GBM is the most malignant stage of astrocytoma, with survival times of less than 2 years for most patients. These tumors are characterized histologically by dense cellularity, high proliferation indices, endothelial proliferation, and focal necrosis. The highly proliferative nature of these lesions is no doubt the result of multiple mitogenic effects. As mentioned above, at least one such effect is deregulation of the p16-cdk4-cyclin D1-pRb pathway of cell-cycle control. The vast majority, if not all, GBM have alterations of this system, whether inactivation of p16 or pRb or overexpression of cdk4 or cyclin D1.
Chromosome 10 loss is a frequent finding in GBM, occurring in 60% to 95% of GBMs but only rarely in anaplastic astrocytomas. Attempts to identify this tumor-suppressor gene by deletion mapping, however, have been hampered by the observation that, in most cases, the entire chromosome is lost. The gene on the long arm may map to band q25. On the other hand, there is probably a second tumor-suppressor gene on the short arm, and one study has postulated that a third locus may exist on the long arm, near the centromere.
EGFR is a transmembrane receptor tyrosine kinase whose ligands include EGF and transforming growth factor- alpha. The EGFR gene is the most frequently amplified oncogene in astrocytic tumors, being amplified in approximately 40% of all GBM but in few anaplastic astrocytomas. Those GBMs that exhibit EGFR gene amplification have almost always lost genetic material on chromosome 10. GBMs with EGFR gene amplification display overexpression of EGFR at both the mRNA and protein levels, suggesting that activation of this growth signal pathway is integral to malignant progression to GBM. Approximately one-third of those GBM with EGFR gene amplification also have specific EGFR gene rearrangements, which produce truncated molecules similar to the v-erbB oncogene. These truncated receptors are capable of conferring dramatically enhanced tumorigenicity to GBM cells. The downstream targets of EGFR activation in GBMs are not well defined, but EGFR is most likely involved in a cascade that facilitates mitogenesis in tumor cells. Less commonly amplified oncogenes include N- myc, gli, PDGF- alpha receptor, c- myc, myb, K- ras, CDK4, and MDM2, some of which have been discussed above.

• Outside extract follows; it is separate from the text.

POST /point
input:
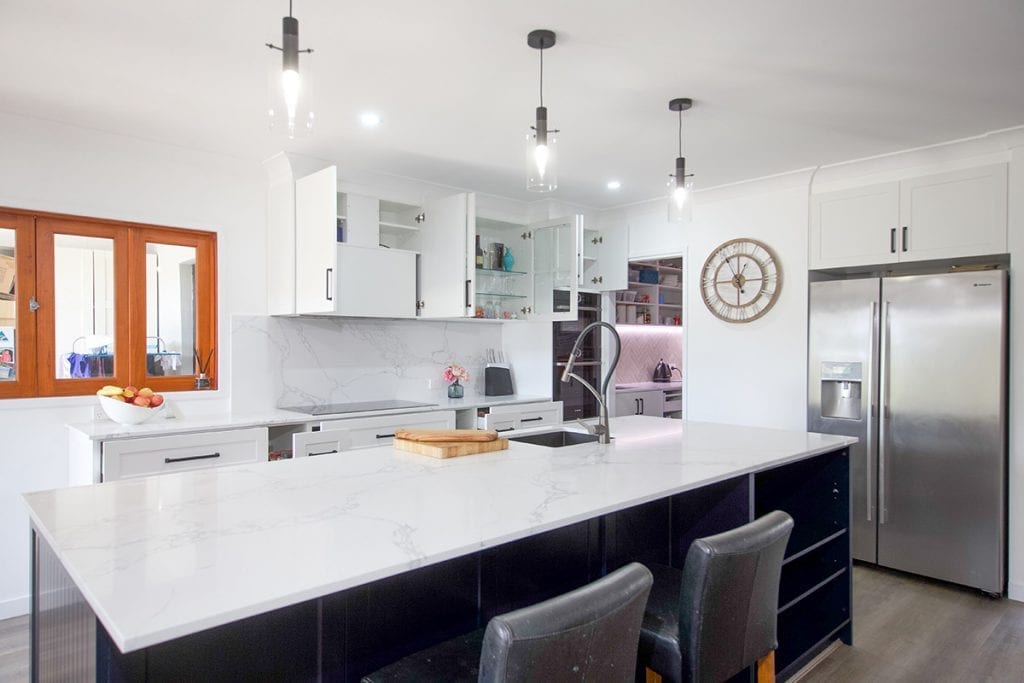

As mentioned above, one of the hallmarks of GBM is endothelial proliferation. A host of angiogenic growth factors and their receptors are found in GBMs. For example, VEGF and PDGF are expressed by tumor cells while their receptors, flk-1 and flt-1 for VEGF and the PDGF beta-receptor for PDGF, are expressed on endothelial cells. VEGF and its receptors, in particular, appear to play a major role in GBM angiogenesis. A paracrine mechanism has been suggested in which VEGF is secreted by tumor cells and bound by the VEGF receptors on endothelial cells. VEGF is preferentially upregulated by tumor cells surrounding regions of necrosis, perhaps as a result of necrosis-induced hypoxia, since hypoxia can upregulate VEGF. A link between p53 and tumor angiogenesis has been suggested by the observations that some mutant p53 molecules can enhance VEGF expression and that wild-type p53 regulates the secretion of a glioma-derived angiogenesis inhibitory factor.
Human brain tumors have molecular alterations characteristic of each type of tumor and of most stages of progression. For instance, the formation of grade II astrocytoma involves inactivation of the p53 tumor-suppressor gene on chromosome 17p, as well as PDGF overexpression, loss of a putative tumor-suppressor gene on chromosome 22q, and the expression of various molecules that facilitate tumor invasion. The transition from astrocytoma to anaplastic astrocytoma is associated with alterations of the critical cell-cycle regulatory pathway that includes p16, cdk4, cyclin D1, and Rb, as well as a putative tumor suppressor gene on chromosome 19q. Finally, progression to GBM involves loss of a at least one putative tumor-suppressor gene on chromosome 10, amplification of the EGFR gene and the expression of angiogenic factors such as VEGF. Furthermore, molecular genetic analysis has been used to identify subsets of astrocytomas. For instance, one type of GBM, characterized by p53 gene mutations, is more common in younger patients and may be associated with slower progression from lower-grade astrocytoma; another type of GBM, characterized by EGFR gene amplification, is more common in older patients and may be associated with more rapid progression or de novo growth.
For the less common gliomas and for other primary tumors such as medulloblastomas, molecular genetic studies have defined only isolated genetic alterations. For meningiomas and schwannomas, the NF2 gene has been clearly implicated, although other genetic alterations must underlie the formation of some meningiomas as well. For those tumors associated with hereditary tumor syndromes, such as the SEGAs in TS and the hemangioblastomas in VHL, the same genes appear responsible for the syndromes when mutated in the germline, and for sporadic tumors when mutated on a somatic basis. At the present time, however, these molecular data are incomplete. Once the molecular pathways are completely understood, such knowledge will no doubt contribute to the development of more effective therapies for many of these tumors.